The Office of National Statistics (ONS) identified that, between January and November 2020, people with a learning disability had a statistically significantly higher rate of Covid mortality than those who do not, and this remained true even when factors such as age, residence type, pre-existing health conditions and socio-economic factors were taken into account.
The ONS concludes that it “cannot say with certainty what is driving the residual differences in risk”, but provides potential explanations, including “differential access to and pathways through the healthcare system”.
A second publication sheds further light on the far reaching effects of this disparity. The Guardian reported that people with learning disabilities are still being given ‘do not resuscitate’ orders, despite “widespread condemnation of the practice last year”.
The Care Quality Commission (CQC) is due to publish a report regarding this practice in the next few weeks.
For psychologists working with individuals with learning disabilities, however, the report is likely to highlight what we already know.
Despite decades of government papers promoting care of individuals in mainstream health services (e.g. Valuing People, Valuing People Now, Building the Right Support) we continue to see, hear and challenge stigma against individuals with learning disabilities and their families on a daily basis.
Although some of this may be due to poor practice by individual clinicians, wider initiatives appear to maintain the inequalities experienced by this group.

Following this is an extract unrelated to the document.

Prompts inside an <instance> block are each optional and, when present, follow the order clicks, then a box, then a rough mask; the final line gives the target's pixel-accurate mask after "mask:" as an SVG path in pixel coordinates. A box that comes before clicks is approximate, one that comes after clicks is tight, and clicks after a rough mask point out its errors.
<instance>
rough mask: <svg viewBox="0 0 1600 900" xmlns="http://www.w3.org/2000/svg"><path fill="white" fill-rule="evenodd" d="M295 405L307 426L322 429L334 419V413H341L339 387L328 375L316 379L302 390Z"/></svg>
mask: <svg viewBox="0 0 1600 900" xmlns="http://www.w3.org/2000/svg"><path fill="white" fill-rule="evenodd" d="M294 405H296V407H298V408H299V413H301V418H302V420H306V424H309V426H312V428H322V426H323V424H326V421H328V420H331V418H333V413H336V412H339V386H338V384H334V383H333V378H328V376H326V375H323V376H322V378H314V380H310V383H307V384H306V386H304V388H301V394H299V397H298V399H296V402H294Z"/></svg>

Decisions taken on Coronavirus vaccination priority is an uncomfortable example, as the majority of individuals with learning disability will receive vaccines later than healthy individuals aged 65 and over, despite their increased risk.

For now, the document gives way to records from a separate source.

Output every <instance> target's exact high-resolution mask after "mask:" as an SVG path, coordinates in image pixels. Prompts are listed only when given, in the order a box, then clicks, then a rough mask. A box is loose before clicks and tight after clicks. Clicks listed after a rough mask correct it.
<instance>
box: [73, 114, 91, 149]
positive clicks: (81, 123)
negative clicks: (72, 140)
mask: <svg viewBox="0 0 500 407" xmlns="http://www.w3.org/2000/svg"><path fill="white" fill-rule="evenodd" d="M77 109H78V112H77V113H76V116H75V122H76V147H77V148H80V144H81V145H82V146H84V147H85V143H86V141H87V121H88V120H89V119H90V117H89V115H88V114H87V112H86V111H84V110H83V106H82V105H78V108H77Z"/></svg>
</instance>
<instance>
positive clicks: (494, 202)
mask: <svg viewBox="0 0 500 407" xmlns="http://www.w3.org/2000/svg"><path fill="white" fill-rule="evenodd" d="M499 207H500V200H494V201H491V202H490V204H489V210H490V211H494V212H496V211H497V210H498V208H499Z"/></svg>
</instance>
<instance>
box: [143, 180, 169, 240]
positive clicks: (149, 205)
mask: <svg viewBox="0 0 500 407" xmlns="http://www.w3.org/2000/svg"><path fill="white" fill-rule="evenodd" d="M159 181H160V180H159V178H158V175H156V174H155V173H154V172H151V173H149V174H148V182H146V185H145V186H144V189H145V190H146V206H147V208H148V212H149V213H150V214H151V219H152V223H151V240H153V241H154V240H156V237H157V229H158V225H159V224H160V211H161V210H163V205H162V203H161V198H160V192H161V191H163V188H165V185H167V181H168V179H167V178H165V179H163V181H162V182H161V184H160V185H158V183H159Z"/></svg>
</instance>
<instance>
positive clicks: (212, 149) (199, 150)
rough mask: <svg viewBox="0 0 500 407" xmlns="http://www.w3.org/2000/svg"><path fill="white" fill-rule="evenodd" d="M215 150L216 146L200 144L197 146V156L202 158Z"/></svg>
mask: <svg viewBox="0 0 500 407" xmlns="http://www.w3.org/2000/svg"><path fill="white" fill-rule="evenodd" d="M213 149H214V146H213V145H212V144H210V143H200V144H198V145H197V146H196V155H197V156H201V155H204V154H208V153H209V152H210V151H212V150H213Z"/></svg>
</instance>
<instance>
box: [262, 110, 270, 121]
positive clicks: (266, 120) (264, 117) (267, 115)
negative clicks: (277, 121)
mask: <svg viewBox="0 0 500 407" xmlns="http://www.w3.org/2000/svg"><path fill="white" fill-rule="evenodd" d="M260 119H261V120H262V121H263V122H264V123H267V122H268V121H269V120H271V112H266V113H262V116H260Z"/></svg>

Members of the Faculty for People with Intellectual Disabilities, a subsection of the Division of Clinical Psychology within the British Psychological Society, attend fortnightly Coronavirus webinars with NHS England and other parties representing
individuals with learning disabilities, and have added our voices to the others calling for this group to be urgently prioritised for the vaccine.
Faculty members have raised further concerns for individuals with learning disabilities due to the pandemic.

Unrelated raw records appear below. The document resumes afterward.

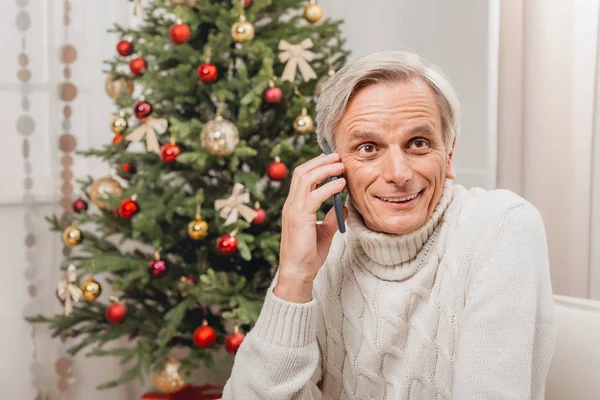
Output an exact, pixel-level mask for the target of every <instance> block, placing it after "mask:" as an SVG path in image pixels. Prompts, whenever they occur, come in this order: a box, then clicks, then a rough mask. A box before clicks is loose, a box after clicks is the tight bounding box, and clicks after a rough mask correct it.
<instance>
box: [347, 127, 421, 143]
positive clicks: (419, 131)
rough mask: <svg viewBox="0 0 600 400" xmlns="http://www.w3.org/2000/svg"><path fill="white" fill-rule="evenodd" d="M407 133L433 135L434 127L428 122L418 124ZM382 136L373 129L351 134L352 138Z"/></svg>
mask: <svg viewBox="0 0 600 400" xmlns="http://www.w3.org/2000/svg"><path fill="white" fill-rule="evenodd" d="M407 133H408V134H409V135H417V134H422V135H427V136H433V129H432V127H431V126H429V125H427V124H425V125H417V126H415V127H413V128H410V130H409V131H408V132H407ZM380 137H381V135H380V134H379V133H377V132H373V131H354V132H352V134H351V135H350V140H358V139H366V138H380Z"/></svg>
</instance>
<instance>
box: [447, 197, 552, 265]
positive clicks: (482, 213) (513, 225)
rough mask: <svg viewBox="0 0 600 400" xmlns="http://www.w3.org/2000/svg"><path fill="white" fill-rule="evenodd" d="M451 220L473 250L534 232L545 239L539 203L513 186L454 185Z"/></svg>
mask: <svg viewBox="0 0 600 400" xmlns="http://www.w3.org/2000/svg"><path fill="white" fill-rule="evenodd" d="M452 193H453V197H452V202H451V203H450V206H449V207H448V210H447V213H448V215H447V216H446V217H447V222H448V223H449V225H451V226H452V227H453V230H454V231H455V238H456V239H457V240H460V241H461V242H463V244H464V247H465V249H466V251H468V252H469V253H471V254H473V253H480V254H481V253H483V252H485V251H487V250H489V249H490V246H494V244H498V243H499V241H502V242H512V243H515V242H518V241H521V240H524V239H529V238H531V237H532V236H534V237H536V238H537V239H539V241H541V242H545V228H544V222H543V219H542V216H541V215H540V213H539V211H538V210H537V208H536V207H535V206H533V205H532V204H531V203H530V202H528V201H527V200H525V199H524V198H522V197H521V196H519V195H517V194H516V193H513V192H511V191H509V190H504V189H495V190H484V189H481V188H473V189H468V190H467V189H465V188H464V187H462V186H460V185H455V186H454V187H453V192H452Z"/></svg>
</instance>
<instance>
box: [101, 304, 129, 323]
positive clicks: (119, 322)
mask: <svg viewBox="0 0 600 400" xmlns="http://www.w3.org/2000/svg"><path fill="white" fill-rule="evenodd" d="M104 316H105V317H106V319H107V320H108V322H110V323H111V324H113V325H118V324H120V323H121V322H123V321H125V318H127V307H126V306H125V304H123V303H119V302H118V301H115V302H114V303H112V304H111V305H109V306H108V307H106V312H105V313H104Z"/></svg>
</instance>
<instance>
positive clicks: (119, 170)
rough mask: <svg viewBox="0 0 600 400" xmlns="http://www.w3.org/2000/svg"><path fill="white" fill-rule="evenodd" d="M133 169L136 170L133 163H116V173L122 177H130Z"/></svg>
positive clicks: (130, 178)
mask: <svg viewBox="0 0 600 400" xmlns="http://www.w3.org/2000/svg"><path fill="white" fill-rule="evenodd" d="M135 171H137V169H136V167H135V164H130V163H121V164H119V165H117V175H119V176H120V177H121V178H123V179H127V180H129V179H131V177H132V176H133V174H135Z"/></svg>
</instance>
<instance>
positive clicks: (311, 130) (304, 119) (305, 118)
mask: <svg viewBox="0 0 600 400" xmlns="http://www.w3.org/2000/svg"><path fill="white" fill-rule="evenodd" d="M313 127H314V123H313V120H312V118H311V116H310V115H308V113H307V111H306V108H303V109H302V114H300V115H298V116H297V117H296V119H295V120H294V130H295V131H296V132H297V133H299V134H301V135H305V134H307V133H310V132H312V130H313Z"/></svg>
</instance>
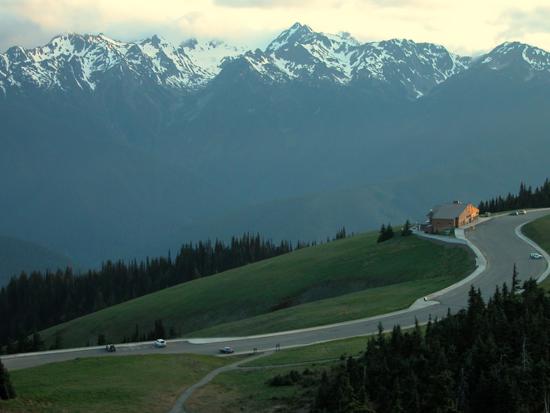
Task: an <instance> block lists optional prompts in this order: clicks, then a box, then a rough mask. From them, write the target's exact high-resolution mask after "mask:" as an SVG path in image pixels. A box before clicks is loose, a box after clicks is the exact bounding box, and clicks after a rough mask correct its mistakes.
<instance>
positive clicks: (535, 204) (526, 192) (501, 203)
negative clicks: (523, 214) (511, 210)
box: [479, 179, 550, 213]
mask: <svg viewBox="0 0 550 413" xmlns="http://www.w3.org/2000/svg"><path fill="white" fill-rule="evenodd" d="M546 207H550V181H549V180H548V179H546V180H545V181H544V183H543V184H542V185H541V186H539V187H536V188H535V189H533V188H532V187H531V186H526V185H525V184H524V183H523V182H522V183H521V185H520V187H519V191H518V193H517V195H513V194H510V193H509V194H508V195H506V196H505V197H502V196H499V197H496V198H493V199H490V200H488V201H482V202H480V203H479V211H480V212H481V213H485V212H502V211H510V210H514V209H523V208H546Z"/></svg>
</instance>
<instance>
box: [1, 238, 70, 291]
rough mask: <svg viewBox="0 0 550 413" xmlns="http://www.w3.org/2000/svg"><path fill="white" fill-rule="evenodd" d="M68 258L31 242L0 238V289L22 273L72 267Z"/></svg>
mask: <svg viewBox="0 0 550 413" xmlns="http://www.w3.org/2000/svg"><path fill="white" fill-rule="evenodd" d="M74 265H75V263H73V262H72V261H71V259H70V258H69V257H66V256H65V255H63V254H60V253H58V252H55V251H52V250H50V249H49V248H46V247H43V246H41V245H38V244H35V243H33V242H27V241H22V240H19V239H15V238H10V237H2V236H0V287H1V286H3V285H4V284H6V283H7V282H8V280H9V279H10V278H11V277H13V276H17V275H19V273H21V272H22V271H25V272H31V271H37V270H39V271H45V270H50V271H55V270H57V269H58V268H66V267H74Z"/></svg>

In addition to the physical health concerns, on the ground we are seeing an increase in behaviours of concern and mental health difficulties, as individuals struggle to manage the psychological impact of their day-to-day activities stopping and the loss of vital social contacts.
We await the ‘Assuring Transformation’ report from NHS England, due this month, which will describe the impact of the pandemic on the commitment to get individuals with learning disability out of hospital and into the community.
However, like the CQC report earlier, we suspect we know what it will say – that too many individuals with learning disabilities remain in hospital and community services are not meeting their needs.
People with learning disabilities continue to be discriminated against, stigmatised and not afforded the same opportunities as their peers.
Fundamental change is required, both during this pandemic and beyond.